P.S. - Please keep me in Tommy Wells' ward!

by Shipsa01 on Dec 21, 2010 12:06 pm • linkreport

I was actually hoping for/expecting a much larger increase, mostly because I believed earlier figures were undercounting due to the transience of a certain element of our population. I still don't truly believe that the full population is being counted, particularly in diplomatic and academic/university circles. A lot of people who aren't registered in DC for tax or car registration purposes are also reluctant to fill out things like Census forms, as paranoid as that may be.

by SG on Dec 21, 2010 12:10 pm • linkreport

DC is still bigger than Wyoming (which gets not only a voting Congressperson but two senators). DC is still behind Vermont but is closing the gap (2000 difference of 36,000; 2010 difference of 24,000).

by Gavin on Dec 21, 2010 12:11 pm • linkreport

But note that DC's growth rate of 5.2% is below the national average of 9.7%. Neighbors Maryland and Virginia grew at 9.0% and 13.0%, respectively.

If growth rates stay the same in the next decade, Vermont will still be bigger than DC in 2020 -- but Wyoming will be bigger too.

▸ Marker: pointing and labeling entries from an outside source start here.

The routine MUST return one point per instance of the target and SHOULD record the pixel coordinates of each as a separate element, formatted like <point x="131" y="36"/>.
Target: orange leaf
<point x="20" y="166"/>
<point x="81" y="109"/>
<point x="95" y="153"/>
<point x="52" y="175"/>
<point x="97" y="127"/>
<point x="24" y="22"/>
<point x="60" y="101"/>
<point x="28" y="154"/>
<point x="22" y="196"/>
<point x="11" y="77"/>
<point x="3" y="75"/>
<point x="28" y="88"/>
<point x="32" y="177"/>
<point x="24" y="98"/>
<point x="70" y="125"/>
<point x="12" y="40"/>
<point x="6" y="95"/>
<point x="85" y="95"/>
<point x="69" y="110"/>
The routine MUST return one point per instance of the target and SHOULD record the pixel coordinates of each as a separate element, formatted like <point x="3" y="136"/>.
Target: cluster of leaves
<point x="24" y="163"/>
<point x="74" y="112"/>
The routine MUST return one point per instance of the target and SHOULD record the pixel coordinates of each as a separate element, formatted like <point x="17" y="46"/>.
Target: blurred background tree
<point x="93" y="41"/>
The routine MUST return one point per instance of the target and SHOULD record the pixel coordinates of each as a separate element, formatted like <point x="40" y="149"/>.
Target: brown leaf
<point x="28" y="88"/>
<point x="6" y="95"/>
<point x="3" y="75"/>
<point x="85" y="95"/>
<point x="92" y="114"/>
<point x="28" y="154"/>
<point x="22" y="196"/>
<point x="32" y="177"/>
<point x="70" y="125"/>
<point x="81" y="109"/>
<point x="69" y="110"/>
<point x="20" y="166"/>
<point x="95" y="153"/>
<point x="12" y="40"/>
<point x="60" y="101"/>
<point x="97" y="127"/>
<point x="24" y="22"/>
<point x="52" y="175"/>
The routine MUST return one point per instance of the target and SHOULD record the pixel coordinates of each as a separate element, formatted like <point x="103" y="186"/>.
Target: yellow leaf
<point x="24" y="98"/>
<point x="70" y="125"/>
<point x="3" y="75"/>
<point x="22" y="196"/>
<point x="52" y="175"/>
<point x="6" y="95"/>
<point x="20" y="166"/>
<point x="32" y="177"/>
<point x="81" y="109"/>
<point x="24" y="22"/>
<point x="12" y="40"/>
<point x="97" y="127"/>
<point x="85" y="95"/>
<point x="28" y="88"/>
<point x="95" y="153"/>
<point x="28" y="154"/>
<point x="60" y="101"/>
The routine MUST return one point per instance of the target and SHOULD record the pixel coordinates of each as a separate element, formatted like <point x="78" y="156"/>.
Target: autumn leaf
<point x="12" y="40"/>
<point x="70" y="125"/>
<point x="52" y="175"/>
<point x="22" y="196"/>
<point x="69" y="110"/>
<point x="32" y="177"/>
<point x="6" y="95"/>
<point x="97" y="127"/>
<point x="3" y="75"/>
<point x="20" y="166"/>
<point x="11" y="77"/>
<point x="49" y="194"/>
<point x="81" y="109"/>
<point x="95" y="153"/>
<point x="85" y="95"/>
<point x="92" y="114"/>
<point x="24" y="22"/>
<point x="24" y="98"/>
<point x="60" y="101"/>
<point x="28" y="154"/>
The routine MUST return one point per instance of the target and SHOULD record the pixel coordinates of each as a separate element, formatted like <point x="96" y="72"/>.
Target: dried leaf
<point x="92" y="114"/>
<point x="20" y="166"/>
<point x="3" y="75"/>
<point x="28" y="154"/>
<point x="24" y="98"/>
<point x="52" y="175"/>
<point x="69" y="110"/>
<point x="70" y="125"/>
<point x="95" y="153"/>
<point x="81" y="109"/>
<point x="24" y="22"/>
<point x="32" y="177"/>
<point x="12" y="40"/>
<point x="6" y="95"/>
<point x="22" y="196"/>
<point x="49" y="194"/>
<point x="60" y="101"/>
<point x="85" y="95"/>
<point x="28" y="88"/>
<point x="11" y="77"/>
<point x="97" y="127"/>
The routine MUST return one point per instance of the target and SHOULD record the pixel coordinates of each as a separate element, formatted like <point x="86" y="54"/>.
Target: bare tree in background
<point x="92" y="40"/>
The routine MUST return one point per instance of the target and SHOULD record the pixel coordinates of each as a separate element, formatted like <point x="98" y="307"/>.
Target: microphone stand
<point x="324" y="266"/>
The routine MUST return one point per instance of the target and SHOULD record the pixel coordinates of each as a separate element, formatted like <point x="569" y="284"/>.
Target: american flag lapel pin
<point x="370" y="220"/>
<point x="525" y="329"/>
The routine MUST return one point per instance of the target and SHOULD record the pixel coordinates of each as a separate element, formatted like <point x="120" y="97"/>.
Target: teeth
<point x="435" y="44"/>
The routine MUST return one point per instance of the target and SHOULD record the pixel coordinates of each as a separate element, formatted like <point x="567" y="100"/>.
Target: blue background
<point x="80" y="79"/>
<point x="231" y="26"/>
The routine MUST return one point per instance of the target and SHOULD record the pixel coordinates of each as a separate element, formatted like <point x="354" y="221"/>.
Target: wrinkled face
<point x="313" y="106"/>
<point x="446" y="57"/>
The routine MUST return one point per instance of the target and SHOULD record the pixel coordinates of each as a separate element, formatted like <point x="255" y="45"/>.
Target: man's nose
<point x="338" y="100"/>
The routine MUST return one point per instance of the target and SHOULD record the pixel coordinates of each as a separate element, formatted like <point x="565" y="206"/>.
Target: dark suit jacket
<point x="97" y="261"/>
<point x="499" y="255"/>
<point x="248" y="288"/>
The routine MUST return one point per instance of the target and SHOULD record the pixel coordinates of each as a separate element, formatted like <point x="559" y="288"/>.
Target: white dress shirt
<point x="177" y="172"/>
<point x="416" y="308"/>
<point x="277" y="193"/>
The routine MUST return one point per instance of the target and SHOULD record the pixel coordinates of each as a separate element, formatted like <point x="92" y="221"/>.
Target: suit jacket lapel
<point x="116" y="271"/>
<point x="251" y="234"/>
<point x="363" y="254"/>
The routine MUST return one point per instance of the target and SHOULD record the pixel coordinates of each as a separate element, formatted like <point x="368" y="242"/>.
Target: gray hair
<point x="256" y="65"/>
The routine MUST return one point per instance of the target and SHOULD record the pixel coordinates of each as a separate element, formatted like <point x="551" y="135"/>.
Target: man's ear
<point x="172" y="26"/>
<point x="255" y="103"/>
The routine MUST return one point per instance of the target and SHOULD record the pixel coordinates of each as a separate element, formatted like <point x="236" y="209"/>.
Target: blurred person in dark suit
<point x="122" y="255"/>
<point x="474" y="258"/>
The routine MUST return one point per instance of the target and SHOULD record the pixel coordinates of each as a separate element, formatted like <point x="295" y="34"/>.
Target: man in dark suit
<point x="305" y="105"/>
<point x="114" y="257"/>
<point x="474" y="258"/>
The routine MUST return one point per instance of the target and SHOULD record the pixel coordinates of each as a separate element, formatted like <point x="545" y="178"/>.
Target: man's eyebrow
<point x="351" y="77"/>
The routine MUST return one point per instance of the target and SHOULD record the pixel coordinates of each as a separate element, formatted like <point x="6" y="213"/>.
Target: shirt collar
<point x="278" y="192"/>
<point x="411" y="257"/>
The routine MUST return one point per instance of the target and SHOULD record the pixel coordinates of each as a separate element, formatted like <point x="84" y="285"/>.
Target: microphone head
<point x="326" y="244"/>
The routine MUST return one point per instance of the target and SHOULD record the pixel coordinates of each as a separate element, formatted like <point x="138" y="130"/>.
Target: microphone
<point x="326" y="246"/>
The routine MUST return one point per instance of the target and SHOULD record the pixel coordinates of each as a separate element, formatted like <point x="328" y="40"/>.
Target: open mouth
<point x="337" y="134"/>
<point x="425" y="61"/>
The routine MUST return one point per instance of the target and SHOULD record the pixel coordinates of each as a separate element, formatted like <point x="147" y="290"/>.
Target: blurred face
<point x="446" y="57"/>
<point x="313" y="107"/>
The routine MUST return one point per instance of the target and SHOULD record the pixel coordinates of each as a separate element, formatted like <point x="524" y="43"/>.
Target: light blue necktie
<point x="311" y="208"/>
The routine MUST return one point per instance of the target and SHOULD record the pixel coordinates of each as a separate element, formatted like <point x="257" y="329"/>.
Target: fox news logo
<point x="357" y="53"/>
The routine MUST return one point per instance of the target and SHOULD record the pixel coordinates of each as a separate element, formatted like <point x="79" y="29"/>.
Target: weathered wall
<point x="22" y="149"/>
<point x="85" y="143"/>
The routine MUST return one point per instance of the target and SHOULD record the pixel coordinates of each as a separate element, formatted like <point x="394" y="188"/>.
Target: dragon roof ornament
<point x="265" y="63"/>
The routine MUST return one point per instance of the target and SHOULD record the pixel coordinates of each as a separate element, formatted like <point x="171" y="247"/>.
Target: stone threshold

by Gavin on Dec 21, 2010 12:18 pm • linkreport

Good to see DC break a symbolic population mark. I will gladly accept some growth after decades of declines.
Unless housing becomes more affordable (and the recent article on rising rents suggests otherwise), I don't know how sustainable this growth will be.

by DCster on Dec 21, 2010 12:33 pm • linkreport

I wonder if a new deal can be struck to get DC a seat in the House, similar to the old one with Utah. Mostly republican Texas is set to gain either 3 or 4 seats. Add 2 seats to the House, give Texas 4 and DC can get the other. And accept reasonable restrictions on gun control laws (SCOTUS already did that).

I think EHN should have been defeated in this last election, because she did not deliver on the Utah deal, which would have given her the seat.

by goldfish on Dec 21, 2010 12:58 pm • linkreport

With a GOP House, the DC voting rights bill is simply dead.

by Fritz on Dec 21, 2010 1:10 pm • linkreport


DC is not only already affordable for those working in white collar fields, but has great upside as a personal investment. The only dam holding the inrush left is schools. There will be a tipping point where wealthy families from the suburbs begin to return in earnest to the city to raise families. Energy (Transportation) costs, and demographic trends will ensure this.

Who will lose? DC will no longer be a monument to poverty and poverty encouraging programs. The socio-political grip that poverty programs-the poor-and politicians who promote poverty will crumble.

by John Doe on Dec 21, 2010 3:05 pm • linkreport

Fritz -- just heard Tom Davis on the Kojo show say what you wrote. Sigh. Since the Republicans will be taking over, and with the upcoming Congressional redistricting also favoring Republicans, it looks like Utah opportunity was the best hope of getting a rep in a generation. And it was squandered.

This calls for radical change.

Two crazy ideas come to mind: (1) EHN should resign and be replaced with a Republican. The Republican-led house will then surely push for DC to get a vote. EHN clearly has become the obstacle. (2) Since the DC delegate has no vote, why not have that job appointed by the Mayor, who would select a person better suited to getting representation for DC?

Since representation is years or decades away, anything is better than the status quo.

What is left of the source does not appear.